The Medigap landscape

Medigap is commercial insurance that closes gaps in traditional fee-for-service Parts A (hospitalization) and B (outpatient services). Comparing the cost of Medigap with the risk of incurring high Advantage out-of-pocket costs depends on a couple factors.

Plan type: Until this year, the most comprehensive policies were C and F plans, but new sales of these policies has been discontinued starting next year.
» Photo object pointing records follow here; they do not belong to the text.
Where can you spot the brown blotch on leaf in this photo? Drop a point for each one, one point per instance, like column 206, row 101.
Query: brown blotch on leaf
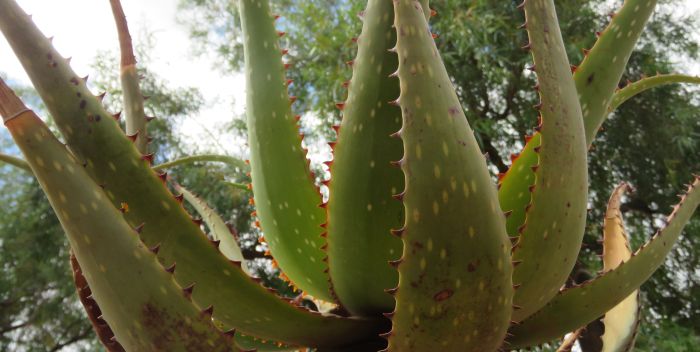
column 443, row 295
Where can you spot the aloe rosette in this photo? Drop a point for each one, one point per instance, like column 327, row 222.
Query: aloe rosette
column 416, row 248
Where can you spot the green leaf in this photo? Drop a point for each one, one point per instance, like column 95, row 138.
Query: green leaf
column 158, row 316
column 99, row 143
column 133, row 99
column 555, row 218
column 361, row 210
column 599, row 74
column 644, row 84
column 220, row 232
column 288, row 201
column 455, row 272
column 578, row 306
column 620, row 322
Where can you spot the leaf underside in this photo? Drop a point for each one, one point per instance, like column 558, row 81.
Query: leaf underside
column 453, row 221
column 577, row 306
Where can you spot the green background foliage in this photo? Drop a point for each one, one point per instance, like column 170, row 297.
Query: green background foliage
column 651, row 142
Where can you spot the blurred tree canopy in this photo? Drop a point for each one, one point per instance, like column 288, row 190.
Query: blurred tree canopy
column 651, row 141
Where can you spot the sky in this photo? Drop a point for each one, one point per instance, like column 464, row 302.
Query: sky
column 82, row 27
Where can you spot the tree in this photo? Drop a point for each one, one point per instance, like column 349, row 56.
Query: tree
column 38, row 306
column 479, row 42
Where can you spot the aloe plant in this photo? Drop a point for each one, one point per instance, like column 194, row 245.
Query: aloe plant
column 417, row 247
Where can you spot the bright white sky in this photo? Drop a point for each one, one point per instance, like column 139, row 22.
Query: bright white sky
column 81, row 27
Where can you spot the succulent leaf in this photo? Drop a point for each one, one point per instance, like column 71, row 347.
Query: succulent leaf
column 620, row 322
column 556, row 217
column 453, row 221
column 250, row 343
column 575, row 307
column 102, row 329
column 289, row 201
column 15, row 161
column 599, row 74
column 136, row 119
column 228, row 160
column 97, row 140
column 156, row 317
column 361, row 210
column 594, row 98
column 644, row 84
column 569, row 342
column 220, row 232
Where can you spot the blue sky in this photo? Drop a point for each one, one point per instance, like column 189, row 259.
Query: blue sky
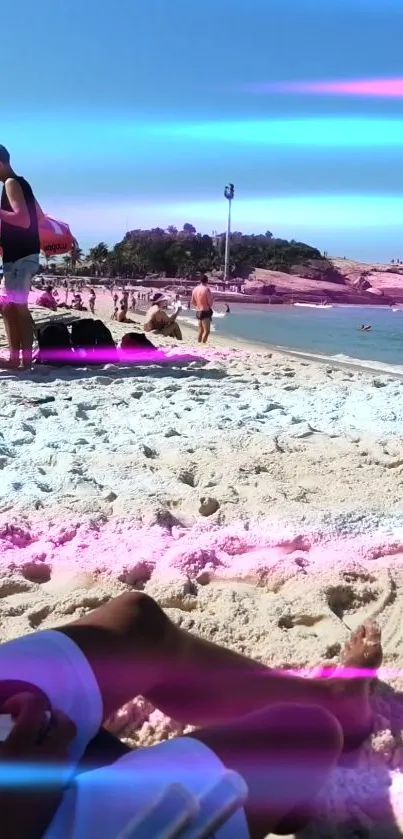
column 129, row 114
Beginning in 2020, the most comprehensive policies are D and G plans.

Location: Policy prices can vary quite a bit around the country, even though the plan types are regulated and offer uniform benefits no matter your location.

According to Medicare data, in Los Angeles, monthly D plan premiums currently range from $106 to $221; in New York City, the same policies range from $269 to $398.

What if your client moves?

Medigap plans are sold and regulated by states. If your client moves to a different state after buying a policy, there is no guaranteed issue right, but carriers often will transition her to a local version of the same letter policy, possibly with a price increase.